Related Work & Insights¶
- vs. ProxyLM / COSMOS: These use proxy small models for a single entangled score. TuneAhead explicitly separates static data features from dynamic interaction features and utilizes SHAP for traceability, achieving higher accuracy.
- vs. Early-Stop / Early-Dynamics: These extrapolate short loss curves, which fails for non-monotonic LLM dynamics. TuneAhead’s 24 structured features are more robust (RMSE 1.47 vs. 3.33-7.43).

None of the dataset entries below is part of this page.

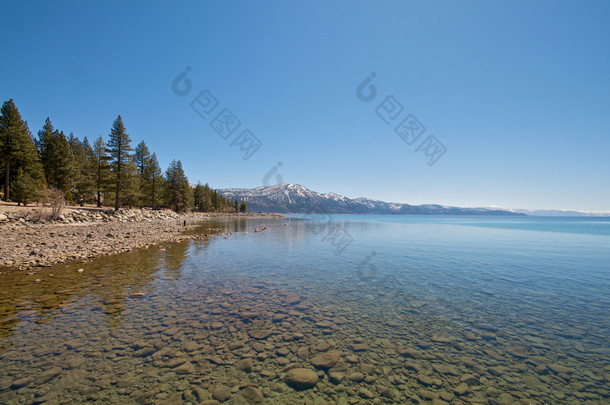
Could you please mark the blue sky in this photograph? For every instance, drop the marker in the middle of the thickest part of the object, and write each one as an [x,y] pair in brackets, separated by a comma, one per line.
[517,92]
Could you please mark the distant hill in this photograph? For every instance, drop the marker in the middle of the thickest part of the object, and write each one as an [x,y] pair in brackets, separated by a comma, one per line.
[296,199]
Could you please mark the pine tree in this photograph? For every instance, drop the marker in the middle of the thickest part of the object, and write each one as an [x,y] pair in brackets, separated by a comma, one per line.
[25,188]
[101,169]
[120,159]
[87,185]
[198,196]
[154,181]
[57,157]
[82,181]
[142,160]
[17,148]
[178,193]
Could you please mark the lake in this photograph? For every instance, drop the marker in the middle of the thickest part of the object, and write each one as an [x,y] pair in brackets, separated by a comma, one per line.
[322,309]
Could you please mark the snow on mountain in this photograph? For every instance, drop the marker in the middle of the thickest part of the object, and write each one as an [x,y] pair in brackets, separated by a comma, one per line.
[294,198]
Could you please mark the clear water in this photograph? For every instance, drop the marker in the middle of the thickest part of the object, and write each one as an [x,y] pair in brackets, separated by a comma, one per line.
[417,309]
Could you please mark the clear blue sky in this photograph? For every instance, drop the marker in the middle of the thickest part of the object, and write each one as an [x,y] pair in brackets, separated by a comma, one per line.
[517,91]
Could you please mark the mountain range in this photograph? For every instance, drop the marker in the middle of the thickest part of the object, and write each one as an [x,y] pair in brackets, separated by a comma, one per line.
[296,199]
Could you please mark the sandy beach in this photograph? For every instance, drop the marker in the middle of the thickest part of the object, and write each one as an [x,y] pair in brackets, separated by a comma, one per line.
[29,239]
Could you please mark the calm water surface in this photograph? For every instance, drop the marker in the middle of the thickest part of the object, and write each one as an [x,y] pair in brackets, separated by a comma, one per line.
[384,309]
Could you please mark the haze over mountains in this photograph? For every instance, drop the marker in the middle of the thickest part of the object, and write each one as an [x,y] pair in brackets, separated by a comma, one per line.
[296,199]
[293,198]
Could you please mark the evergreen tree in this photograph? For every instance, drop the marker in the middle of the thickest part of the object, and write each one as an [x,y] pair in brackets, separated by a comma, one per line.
[82,179]
[17,148]
[154,181]
[25,188]
[101,168]
[198,196]
[142,160]
[121,161]
[206,203]
[56,156]
[178,193]
[87,185]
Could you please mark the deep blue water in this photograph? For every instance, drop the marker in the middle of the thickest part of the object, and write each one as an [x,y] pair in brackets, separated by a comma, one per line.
[518,305]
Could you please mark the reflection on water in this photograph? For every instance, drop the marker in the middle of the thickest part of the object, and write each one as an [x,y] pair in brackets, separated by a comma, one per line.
[443,312]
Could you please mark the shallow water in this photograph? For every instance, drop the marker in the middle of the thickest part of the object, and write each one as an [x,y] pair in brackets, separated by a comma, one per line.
[416,309]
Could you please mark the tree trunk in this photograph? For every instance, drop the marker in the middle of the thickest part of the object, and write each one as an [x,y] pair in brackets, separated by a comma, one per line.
[116,200]
[6,180]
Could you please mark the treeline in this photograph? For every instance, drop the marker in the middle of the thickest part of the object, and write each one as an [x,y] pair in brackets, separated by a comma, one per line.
[110,173]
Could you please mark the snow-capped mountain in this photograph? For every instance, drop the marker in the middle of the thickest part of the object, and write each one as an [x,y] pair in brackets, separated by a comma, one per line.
[561,213]
[293,198]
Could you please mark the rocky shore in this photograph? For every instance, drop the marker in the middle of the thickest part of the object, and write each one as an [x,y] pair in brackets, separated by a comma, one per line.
[29,239]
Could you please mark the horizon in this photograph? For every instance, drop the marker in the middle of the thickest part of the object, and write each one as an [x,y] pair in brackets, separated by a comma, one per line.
[342,98]
[408,203]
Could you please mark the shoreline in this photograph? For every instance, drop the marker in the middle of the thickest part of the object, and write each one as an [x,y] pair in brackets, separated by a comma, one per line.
[28,240]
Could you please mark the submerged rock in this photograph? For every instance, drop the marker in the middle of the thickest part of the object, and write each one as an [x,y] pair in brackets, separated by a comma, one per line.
[301,378]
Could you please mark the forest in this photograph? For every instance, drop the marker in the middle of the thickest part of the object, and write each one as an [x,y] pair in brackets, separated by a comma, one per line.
[102,172]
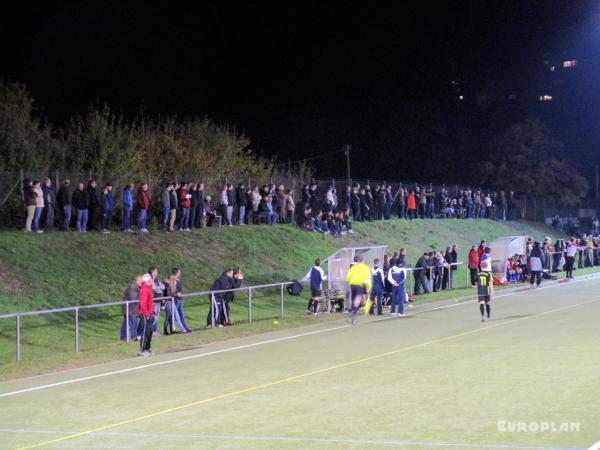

- vs. Data Cartography: These provide instance-level quality scores but don't predict final fine-tuning gains for the whole set. TuneAhead treats the dataset as a meta-instance, bridging the gap between quality assessment and performance prediction.
Rating¶
- Novelty: ⭐⭐⭐⭐ Pre-hoc diagnosable formulation is clear; hybrid features + SHAP are solid increments.
- Experimental Thoroughness: ⭐⭐⭐⭐⭐ 1300+ tasks, 3 base models, multiple benchmarks, and threshold analysis.
- Writing Quality: ⭐⭐⭐⭐ Clear motivation and insights on failures; feature engineering is well-justified.
- Value: ⭐⭐⭐⭐⭐ Direct compute savings + actionable diagnostics; highly attractive for engineering practice.